Her grandpa teaches Mayumi how to enjoy and take care of a garden. Mayumi’s grandfather’s Japanese garden has more stones than flowers. Mayumi uses her grief over the loss to create a miniature, portable stone garden that her grandpa may always keep with him when he is too old to live alone and is forced to leave his home and garden. Why not inspire your kids to design their little zen garden once they finish this book? Sand should be placed in a small dish. Pretty stones and a little rake should also be added. Ages 5 and up.


by Mia Wenjen, illustrated by Nat Iwata

A humorous, uplifting tale of a young man who struggles to find the right balance between being a nice big brother and his passion for sumo wrestling. I like how the plot smoothly incorporates Japanese vocabulary. A nice tale about a sibling bond while also serving as an excellent means of introducing youngsters to the sport.


by Shaun Tan

Tan explores the more sinister aspect of loneliness in his sparse prose and vivid visuals. A lonely girl awakens with the sometimes bizarre experience of being by herself, waiting for anything to happen, and roaming in a bewildering and wide universe. The girl’s mood is improved when she enters her room and discovers a red leaf that has appeared in the center of the floor and grown into a towering red tree. Certain to lead to some fascinating discussions! Ages 5 and up.



by Jason Chin

Chin is a prolific author, and this volume on the geology of the Grand Canyon is no exception. The narrative follows a youngster and an adult on a stroll in the majestic Grand Canyon while describing how the strata were created and the flora and animals that call the basin home. There is so much information here that you and your kids will want to read it often before starting to organize your next holiday! On the nonfiction shelf, search for Jason Chin’s other works. Ages 3 and up.
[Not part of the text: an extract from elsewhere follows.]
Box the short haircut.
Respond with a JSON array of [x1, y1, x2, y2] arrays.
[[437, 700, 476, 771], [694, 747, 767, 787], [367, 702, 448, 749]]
by Paula Yoo, illustrated by Lin Wang

Anna May Wong grew up working at her parents’ laundry company but always wanted to be an actor. She traveled to Europe after becoming dissatisfied with the fact that the only parts she could find in films were clichés of Chinese people. Nothing had changed when she returned to the States, so she started working on challenging those movie clichés. What an intriguing and significant tale. Ages 6 and up.


by Ken Mochizuki, illustrated by Dom Lee

People of Japanese heritage were interned in camps by the American government during World War II. A baseball diamond is constructed by Shorty and his father on the camp’s dusty field. Shorty plays the game to boost his self-esteem and express his rage toward the guards. Be careful to engage students in a critical discussion of this book: Was it true that baseball saved the boys? Was venting their rage a useful strategy for their predicament? Should integration be the ultimate objective? Ages 6 and up.


by Ken Mochizuki, illustrated by Dom Lee

This wonderful genuine tale is real. During World War II, the young narrator’s father served as the Japanese ambassador to Lithuania. Many Jewish refugees arrived at the embassy one day to request visas to Japan so they may escape the Nazis. They want to reach Japan so they may go securely to another nation. The boy’s father has requested authorization from Japan to grant the visas three times, and each time he has received a “no” response. However, the father makes the moral choice. I also like how the boy’s father participates in the story, even remarking, “My father always took the time to explain everything to me,” at one point. Just as interesting as the narrative is the author’s aftermath, which details what transpired in subsequent years. Ages 7 and up.